探索人工智能的梦想从来就不是创造一个能击败国际象棋大师的程序,或者搭建一个试图破坏婚姻的聊天机器人。实际上,它让我们以技术为镜来反观自身,从而更深刻地认识自我。研究者追求的不仅仅是人工智能,而是具备类人的适应性和创造力的通用人工智能(AGI)。
1、迈向通用人工智能
大语言模型(LLM)已经展现出远超研究者预期的问题解决能力。但是,它们仍不时犯下可笑的错误,并缺乏开放学习的能力:一旦完成根据书籍、博客和其他材料的训练,它们的知识库就会冻结。它们也不能通过专家设计的“机器人大学生测试”:无法完成大学教育,甚至幼儿园教育也不行。
这些系统唯一真正解决的AGI问题是语言。它们拥有所谓的“形式表达能力”:LLM能解析你提供的所有句子,即使是只言片语或俚语它也能搞明白,还能以类似维基百科的标准英语作出回复。但是,它们不具备那些能够帮助我们处理日常生活的思维能力。“我们不应该期望它们能够思考,”麻省理工学院的神经科学家南希·坎威舍说,“它们是语言处理器。”LLM能熟练地操纵文字,但除了已经掌握的文本之外,它们并没有与现实互动。
从这个意义上讲,大语言模型只是模仿了大脑的语言能力,却缺乏感知、记忆、导航、社会判断等能力。我们的大脑灰质执行的功能互相重叠,既纷繁复杂又浑然一体——它们或广泛分布在多个脑区,或局限于某个特定脑区。例如,那些大脑语言功能区中风的患者可能无法说话,但他们仍能够像以前一样做加减运算,创作交响曲,下棋,还能通过手势交流。AI的开发者正将这类功能模块引入到他们的系统之中,希望使它们更加智能。

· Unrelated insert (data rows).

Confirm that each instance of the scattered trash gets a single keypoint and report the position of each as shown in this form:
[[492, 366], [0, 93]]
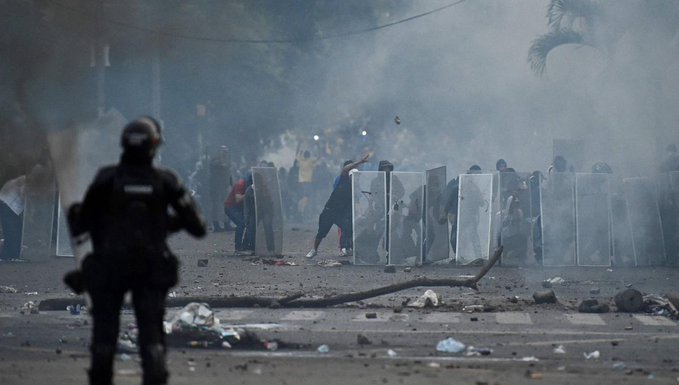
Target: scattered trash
[[473, 308], [329, 263], [7, 290], [363, 340], [658, 305], [29, 307], [429, 299], [629, 300], [450, 345], [544, 296], [472, 351], [592, 306], [548, 283]]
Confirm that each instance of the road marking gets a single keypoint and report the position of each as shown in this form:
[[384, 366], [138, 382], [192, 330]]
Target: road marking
[[653, 320], [381, 317], [585, 319], [443, 318], [303, 315], [233, 315], [513, 318]]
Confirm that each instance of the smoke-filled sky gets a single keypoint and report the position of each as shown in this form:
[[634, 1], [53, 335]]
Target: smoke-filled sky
[[458, 79]]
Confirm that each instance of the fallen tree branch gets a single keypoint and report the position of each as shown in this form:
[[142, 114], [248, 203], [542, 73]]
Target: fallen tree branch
[[295, 300], [418, 282]]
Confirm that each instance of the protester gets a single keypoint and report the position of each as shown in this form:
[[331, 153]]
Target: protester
[[337, 210]]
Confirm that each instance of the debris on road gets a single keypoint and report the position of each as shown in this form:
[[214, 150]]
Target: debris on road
[[550, 282], [428, 300], [29, 307], [629, 300], [592, 306], [329, 263], [7, 290], [450, 345], [544, 296]]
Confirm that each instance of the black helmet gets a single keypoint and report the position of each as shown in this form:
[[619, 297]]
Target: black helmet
[[142, 137]]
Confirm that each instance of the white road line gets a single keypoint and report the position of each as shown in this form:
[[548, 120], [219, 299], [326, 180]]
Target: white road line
[[303, 315], [585, 319], [654, 320], [513, 318], [381, 317], [443, 318], [233, 315]]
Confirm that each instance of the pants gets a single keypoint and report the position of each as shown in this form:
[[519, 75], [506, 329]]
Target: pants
[[149, 310], [11, 230], [331, 217], [238, 217]]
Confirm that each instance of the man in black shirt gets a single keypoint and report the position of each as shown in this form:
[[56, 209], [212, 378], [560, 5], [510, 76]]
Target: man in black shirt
[[337, 210]]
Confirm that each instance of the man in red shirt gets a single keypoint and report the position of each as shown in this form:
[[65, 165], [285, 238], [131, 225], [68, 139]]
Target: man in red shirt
[[233, 208]]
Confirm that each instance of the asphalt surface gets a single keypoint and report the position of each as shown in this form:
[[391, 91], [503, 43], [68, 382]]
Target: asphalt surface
[[398, 344]]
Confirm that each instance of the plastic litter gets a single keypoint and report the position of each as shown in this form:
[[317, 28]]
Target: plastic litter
[[429, 299], [7, 290], [450, 345]]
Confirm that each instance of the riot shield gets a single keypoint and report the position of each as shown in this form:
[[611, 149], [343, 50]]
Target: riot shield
[[40, 198], [77, 154], [369, 215], [268, 212], [515, 217], [644, 219], [592, 214], [474, 218], [557, 207], [436, 223], [405, 218]]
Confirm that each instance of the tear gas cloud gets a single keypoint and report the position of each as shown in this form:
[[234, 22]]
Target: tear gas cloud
[[458, 79]]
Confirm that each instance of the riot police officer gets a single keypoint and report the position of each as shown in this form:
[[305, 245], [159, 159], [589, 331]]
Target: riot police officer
[[128, 211]]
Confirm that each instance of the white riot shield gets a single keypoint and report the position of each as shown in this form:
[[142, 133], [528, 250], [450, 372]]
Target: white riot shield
[[268, 212], [557, 205], [474, 217], [436, 224], [644, 219], [405, 218], [369, 215], [77, 154], [515, 217], [40, 198], [592, 213]]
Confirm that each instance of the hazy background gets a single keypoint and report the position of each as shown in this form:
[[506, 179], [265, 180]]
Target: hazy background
[[263, 76]]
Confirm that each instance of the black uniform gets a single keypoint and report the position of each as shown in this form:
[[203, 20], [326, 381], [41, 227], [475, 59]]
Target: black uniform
[[129, 211]]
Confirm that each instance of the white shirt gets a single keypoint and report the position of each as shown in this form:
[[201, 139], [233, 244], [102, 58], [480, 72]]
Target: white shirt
[[12, 193]]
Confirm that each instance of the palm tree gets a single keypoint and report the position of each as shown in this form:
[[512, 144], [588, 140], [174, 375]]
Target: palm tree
[[570, 22]]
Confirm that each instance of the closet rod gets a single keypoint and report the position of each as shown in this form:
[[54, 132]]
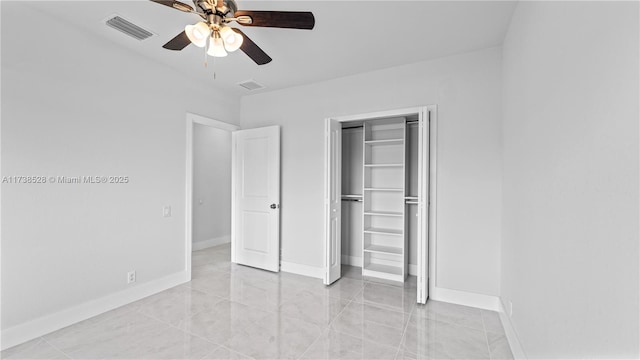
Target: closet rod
[[360, 126]]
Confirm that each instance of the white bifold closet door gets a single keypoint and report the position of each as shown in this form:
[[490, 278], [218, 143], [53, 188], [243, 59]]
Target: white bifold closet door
[[255, 231], [333, 199]]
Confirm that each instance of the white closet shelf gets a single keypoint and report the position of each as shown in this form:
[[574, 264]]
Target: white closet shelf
[[383, 165], [385, 142], [380, 213], [383, 189], [383, 231], [391, 250]]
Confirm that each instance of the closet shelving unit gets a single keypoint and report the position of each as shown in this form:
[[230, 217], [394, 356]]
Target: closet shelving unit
[[384, 242]]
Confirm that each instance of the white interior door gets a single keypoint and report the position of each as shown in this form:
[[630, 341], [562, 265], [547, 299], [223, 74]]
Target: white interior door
[[333, 198], [255, 235], [423, 207]]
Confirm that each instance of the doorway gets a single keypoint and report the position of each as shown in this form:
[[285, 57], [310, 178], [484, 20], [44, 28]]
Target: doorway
[[394, 181], [208, 201]]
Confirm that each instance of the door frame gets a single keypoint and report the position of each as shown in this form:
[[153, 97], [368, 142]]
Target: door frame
[[193, 119], [429, 240]]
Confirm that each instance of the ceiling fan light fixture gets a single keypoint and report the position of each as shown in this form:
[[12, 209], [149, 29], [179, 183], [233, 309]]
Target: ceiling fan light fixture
[[198, 33], [232, 40], [216, 46]]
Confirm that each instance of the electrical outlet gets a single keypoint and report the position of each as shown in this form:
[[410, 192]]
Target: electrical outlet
[[131, 277]]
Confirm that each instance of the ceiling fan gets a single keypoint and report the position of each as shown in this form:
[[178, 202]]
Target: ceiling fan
[[218, 38]]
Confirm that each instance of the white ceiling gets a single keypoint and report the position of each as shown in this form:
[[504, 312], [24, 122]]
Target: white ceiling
[[350, 37]]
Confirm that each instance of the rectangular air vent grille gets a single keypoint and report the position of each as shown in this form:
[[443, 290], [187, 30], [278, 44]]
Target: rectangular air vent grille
[[128, 28], [251, 85]]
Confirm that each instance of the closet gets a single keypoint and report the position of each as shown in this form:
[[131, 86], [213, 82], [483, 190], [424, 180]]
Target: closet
[[379, 196]]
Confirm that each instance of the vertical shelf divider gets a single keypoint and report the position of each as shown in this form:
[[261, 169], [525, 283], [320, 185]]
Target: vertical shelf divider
[[384, 184]]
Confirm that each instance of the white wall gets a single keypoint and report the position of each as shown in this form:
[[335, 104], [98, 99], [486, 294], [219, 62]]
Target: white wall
[[83, 106], [570, 216], [467, 90], [211, 185]]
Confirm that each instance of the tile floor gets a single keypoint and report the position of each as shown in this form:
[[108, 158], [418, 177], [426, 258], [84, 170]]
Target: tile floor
[[235, 312]]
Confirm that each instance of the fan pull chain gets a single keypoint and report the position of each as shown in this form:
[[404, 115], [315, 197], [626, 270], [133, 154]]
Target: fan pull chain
[[206, 58], [214, 68]]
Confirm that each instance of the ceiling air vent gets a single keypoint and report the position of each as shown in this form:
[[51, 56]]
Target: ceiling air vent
[[251, 85], [128, 28]]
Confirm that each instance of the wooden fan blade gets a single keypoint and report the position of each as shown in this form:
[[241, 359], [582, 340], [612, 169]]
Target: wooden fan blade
[[252, 50], [178, 43], [175, 5], [280, 19]]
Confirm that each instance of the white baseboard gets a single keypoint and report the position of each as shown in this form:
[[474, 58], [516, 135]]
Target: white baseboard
[[351, 260], [512, 335], [357, 261], [306, 270], [482, 301], [41, 326], [200, 245]]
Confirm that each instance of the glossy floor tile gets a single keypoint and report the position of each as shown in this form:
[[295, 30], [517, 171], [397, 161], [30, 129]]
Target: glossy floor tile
[[230, 311]]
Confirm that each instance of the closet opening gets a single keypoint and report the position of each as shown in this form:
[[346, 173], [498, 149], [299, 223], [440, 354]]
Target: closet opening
[[380, 181]]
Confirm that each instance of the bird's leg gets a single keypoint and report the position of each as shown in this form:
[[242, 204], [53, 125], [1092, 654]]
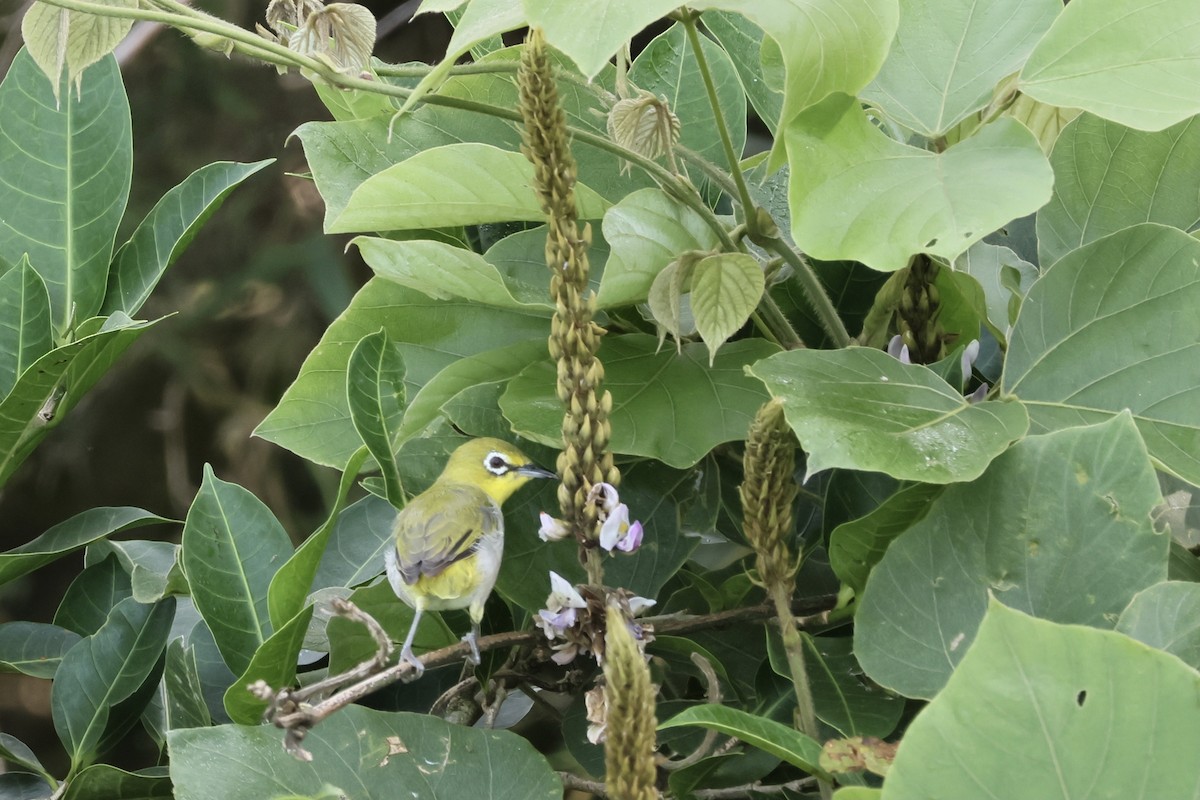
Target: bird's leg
[[406, 653], [472, 639]]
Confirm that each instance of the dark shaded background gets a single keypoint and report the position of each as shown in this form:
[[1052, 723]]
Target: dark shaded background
[[250, 299]]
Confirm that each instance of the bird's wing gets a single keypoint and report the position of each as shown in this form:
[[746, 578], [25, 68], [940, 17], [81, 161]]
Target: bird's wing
[[442, 525]]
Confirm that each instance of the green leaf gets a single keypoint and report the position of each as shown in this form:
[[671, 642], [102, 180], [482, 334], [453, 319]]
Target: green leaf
[[183, 696], [59, 38], [453, 185], [667, 67], [1057, 527], [313, 420], [725, 290], [291, 584], [363, 751], [1125, 60], [275, 662], [1165, 617], [991, 265], [743, 42], [25, 330], [64, 181], [1108, 178], [18, 753], [858, 545], [1091, 341], [106, 782], [34, 648], [862, 409], [357, 542], [841, 698], [775, 738], [856, 194], [153, 567], [351, 643], [71, 535], [375, 384], [93, 595], [57, 382], [167, 232], [1049, 697], [948, 55], [105, 669], [442, 271], [666, 405], [827, 44], [647, 230], [487, 367], [232, 547]]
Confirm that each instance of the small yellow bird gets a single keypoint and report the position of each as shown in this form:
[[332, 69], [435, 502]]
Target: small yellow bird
[[449, 539]]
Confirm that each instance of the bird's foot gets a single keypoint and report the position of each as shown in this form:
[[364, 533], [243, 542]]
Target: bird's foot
[[469, 638], [409, 657]]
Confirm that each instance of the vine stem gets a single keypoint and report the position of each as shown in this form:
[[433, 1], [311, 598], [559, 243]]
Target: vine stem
[[793, 648]]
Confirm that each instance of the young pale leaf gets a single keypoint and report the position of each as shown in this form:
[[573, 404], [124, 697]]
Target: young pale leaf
[[79, 154], [725, 290], [775, 738], [57, 382], [862, 409], [275, 662], [153, 567], [667, 67], [232, 547], [1057, 527], [59, 38], [1090, 342], [453, 185], [1131, 61], [34, 648], [371, 751], [1167, 617], [857, 194], [71, 535], [1049, 697], [313, 419], [375, 385], [948, 55], [647, 230], [103, 669], [167, 232], [1108, 178], [442, 271], [666, 405], [183, 697], [25, 329]]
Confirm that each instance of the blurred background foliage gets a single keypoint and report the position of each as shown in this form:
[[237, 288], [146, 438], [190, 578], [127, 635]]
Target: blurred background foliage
[[247, 301]]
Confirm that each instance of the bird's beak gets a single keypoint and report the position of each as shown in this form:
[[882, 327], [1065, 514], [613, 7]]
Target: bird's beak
[[533, 470]]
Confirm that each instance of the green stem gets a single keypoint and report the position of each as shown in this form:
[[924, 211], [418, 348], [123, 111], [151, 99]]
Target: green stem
[[723, 130], [815, 293], [793, 648]]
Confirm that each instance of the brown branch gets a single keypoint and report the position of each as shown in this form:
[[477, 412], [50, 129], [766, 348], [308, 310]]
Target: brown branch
[[291, 710]]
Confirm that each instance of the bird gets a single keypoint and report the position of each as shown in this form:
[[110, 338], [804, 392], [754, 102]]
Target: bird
[[448, 540]]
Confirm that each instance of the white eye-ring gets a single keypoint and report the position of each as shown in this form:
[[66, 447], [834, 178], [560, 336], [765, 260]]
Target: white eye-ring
[[496, 463]]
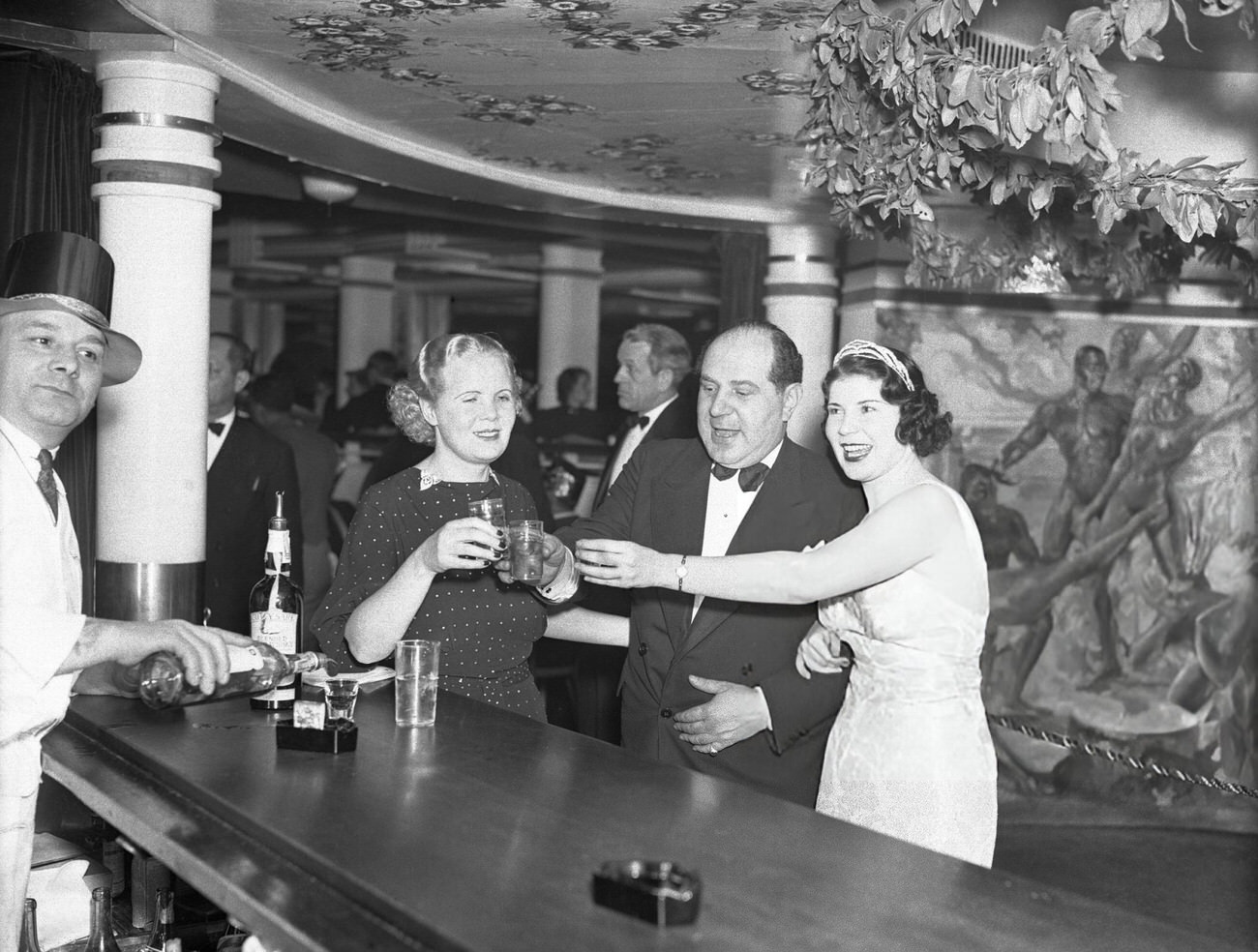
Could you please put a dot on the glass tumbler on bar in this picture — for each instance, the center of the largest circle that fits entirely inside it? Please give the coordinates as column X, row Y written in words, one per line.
column 418, row 667
column 340, row 696
column 526, row 537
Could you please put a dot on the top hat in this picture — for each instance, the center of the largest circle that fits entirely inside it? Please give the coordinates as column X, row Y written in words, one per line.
column 59, row 271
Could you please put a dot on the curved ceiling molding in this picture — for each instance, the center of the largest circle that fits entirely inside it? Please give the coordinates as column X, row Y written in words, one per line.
column 583, row 107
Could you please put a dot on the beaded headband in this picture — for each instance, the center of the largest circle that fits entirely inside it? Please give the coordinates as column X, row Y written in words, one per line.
column 875, row 351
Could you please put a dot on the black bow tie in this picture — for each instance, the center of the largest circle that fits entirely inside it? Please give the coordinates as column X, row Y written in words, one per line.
column 749, row 478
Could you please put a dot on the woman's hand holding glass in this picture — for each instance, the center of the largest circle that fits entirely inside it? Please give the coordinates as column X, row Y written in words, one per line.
column 464, row 544
column 821, row 651
column 624, row 565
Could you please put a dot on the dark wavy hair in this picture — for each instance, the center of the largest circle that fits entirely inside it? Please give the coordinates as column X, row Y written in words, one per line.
column 427, row 380
column 921, row 424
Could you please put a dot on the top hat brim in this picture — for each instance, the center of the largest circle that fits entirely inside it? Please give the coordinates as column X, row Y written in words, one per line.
column 122, row 355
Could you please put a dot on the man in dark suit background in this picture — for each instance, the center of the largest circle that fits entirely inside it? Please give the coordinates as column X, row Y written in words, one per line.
column 653, row 386
column 654, row 363
column 728, row 667
column 247, row 465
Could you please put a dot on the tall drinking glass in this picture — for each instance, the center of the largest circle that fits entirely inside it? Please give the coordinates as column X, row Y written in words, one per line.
column 527, row 538
column 494, row 512
column 416, row 664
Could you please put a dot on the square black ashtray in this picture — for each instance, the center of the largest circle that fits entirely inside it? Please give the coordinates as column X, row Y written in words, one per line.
column 658, row 892
column 334, row 737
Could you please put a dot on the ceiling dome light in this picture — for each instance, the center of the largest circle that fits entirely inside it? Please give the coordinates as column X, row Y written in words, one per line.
column 327, row 188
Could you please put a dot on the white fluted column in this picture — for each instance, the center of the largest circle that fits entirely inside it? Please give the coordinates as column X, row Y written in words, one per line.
column 571, row 283
column 800, row 297
column 156, row 201
column 366, row 314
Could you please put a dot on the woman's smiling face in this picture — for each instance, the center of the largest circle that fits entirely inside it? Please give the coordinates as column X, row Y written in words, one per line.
column 476, row 407
column 860, row 428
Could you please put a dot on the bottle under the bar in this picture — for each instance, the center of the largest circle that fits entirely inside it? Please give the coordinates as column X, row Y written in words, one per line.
column 101, row 937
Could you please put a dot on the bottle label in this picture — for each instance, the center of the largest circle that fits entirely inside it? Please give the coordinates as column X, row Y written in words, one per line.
column 277, row 629
column 244, row 658
column 278, row 552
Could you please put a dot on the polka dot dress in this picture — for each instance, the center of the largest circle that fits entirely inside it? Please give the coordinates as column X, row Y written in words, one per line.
column 487, row 629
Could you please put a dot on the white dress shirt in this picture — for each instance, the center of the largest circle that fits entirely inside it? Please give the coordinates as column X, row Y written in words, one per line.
column 214, row 441
column 633, row 439
column 41, row 610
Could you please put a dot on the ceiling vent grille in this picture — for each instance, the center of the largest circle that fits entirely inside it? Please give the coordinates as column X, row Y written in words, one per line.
column 995, row 50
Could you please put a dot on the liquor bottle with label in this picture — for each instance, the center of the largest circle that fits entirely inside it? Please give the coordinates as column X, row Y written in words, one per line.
column 255, row 668
column 276, row 610
column 164, row 922
column 29, row 938
column 101, row 937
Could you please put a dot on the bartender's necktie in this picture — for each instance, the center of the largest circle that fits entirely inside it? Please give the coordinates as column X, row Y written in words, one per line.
column 46, row 482
column 749, row 478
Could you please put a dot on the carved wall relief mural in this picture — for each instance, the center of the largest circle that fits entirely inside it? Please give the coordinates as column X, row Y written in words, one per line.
column 1112, row 474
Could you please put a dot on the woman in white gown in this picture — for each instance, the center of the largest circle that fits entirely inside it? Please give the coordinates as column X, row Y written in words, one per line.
column 910, row 754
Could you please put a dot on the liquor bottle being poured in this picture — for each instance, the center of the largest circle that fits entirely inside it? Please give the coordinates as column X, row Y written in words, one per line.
column 276, row 610
column 255, row 668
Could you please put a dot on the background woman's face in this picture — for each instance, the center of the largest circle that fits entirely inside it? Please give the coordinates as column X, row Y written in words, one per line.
column 580, row 393
column 476, row 407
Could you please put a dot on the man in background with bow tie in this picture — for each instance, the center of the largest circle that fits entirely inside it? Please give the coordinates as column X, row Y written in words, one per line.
column 653, row 386
column 654, row 363
column 711, row 673
column 246, row 466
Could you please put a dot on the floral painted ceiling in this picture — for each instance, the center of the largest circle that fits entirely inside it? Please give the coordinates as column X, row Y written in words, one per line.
column 666, row 107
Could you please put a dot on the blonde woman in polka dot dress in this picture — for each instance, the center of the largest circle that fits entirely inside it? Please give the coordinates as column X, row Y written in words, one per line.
column 415, row 565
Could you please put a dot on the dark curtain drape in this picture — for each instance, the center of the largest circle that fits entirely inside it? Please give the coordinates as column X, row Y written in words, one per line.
column 45, row 172
column 743, row 259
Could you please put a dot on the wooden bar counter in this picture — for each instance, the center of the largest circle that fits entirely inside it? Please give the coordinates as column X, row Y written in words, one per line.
column 482, row 834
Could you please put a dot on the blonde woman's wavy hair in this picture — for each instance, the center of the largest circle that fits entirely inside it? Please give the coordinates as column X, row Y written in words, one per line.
column 427, row 380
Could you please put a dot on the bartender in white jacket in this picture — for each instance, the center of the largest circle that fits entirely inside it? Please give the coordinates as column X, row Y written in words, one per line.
column 57, row 350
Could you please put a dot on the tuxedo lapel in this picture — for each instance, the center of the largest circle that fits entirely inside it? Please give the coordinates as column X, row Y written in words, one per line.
column 776, row 520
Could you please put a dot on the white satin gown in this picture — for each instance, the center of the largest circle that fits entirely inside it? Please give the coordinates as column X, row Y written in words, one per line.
column 910, row 754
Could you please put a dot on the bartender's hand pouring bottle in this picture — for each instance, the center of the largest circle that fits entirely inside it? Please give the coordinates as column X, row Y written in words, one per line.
column 255, row 668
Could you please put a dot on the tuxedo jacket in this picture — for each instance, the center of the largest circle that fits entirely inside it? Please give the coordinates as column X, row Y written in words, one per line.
column 675, row 422
column 239, row 500
column 661, row 500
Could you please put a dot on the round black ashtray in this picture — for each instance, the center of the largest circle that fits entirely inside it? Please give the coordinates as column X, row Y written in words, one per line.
column 655, row 890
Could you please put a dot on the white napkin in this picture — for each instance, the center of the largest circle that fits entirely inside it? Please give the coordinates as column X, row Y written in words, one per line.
column 373, row 674
column 63, row 902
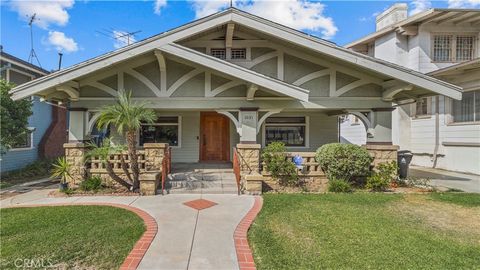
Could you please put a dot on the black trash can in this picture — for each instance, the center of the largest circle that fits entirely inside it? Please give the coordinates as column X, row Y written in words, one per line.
column 404, row 158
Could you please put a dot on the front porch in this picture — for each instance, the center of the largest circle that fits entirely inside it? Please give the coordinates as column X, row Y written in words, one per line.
column 203, row 178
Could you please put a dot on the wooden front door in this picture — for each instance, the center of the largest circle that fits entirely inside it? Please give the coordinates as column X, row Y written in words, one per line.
column 214, row 137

生成式预训练变换器(GPT)的创造者OpenAI,通过插件来帮助付费用户完成数学运算、互联网搜索和其他查询任务。每个插件都有一个专用的,接受过预训练的专业知识库可供调用。其实,GPT的核心语言系统在某种意义上也是模块化的。OpenAI对GPT的架构严格保密,但众多AI研究者推测,GPT由多达16个独立的神经网络或“专家”组成,这些“专家”通过汇集它们的输出来回答用户的问询,但是汇集的工作机制尚不明确。2023年12月,总部位于法国巴黎的AI公司Mistral也发布了一款基于“混合专家”架构(MoE)的开源模型,引发了巨大轰动。这种形式简单的模块化架构,最主要优势就是计算效率:训练和运行16个较小的(神经)网络比运行一个大型(神经)网络更容易。“这个‘MoE架构’实现了两全其美。”英国爱丁堡大学的AI研究员埃多阿多·蓬蒂说,“我们能得到一个拥有大量参数的系统,同时保持了小模型的效率。”
但是,模块化也带来了问题。没有人确切知道大脑的各个区域如何协同工作以创造出一个和谐的自我,更不用说机器如何去模仿这一点了。“语言系统是如何将信息传递给逻辑推理系统或社会推理系统的?”麻省理工学院的神经科学家安娜·伊万诺娃为此感到非常好奇,“这仍然是一个悬而未决的问题。”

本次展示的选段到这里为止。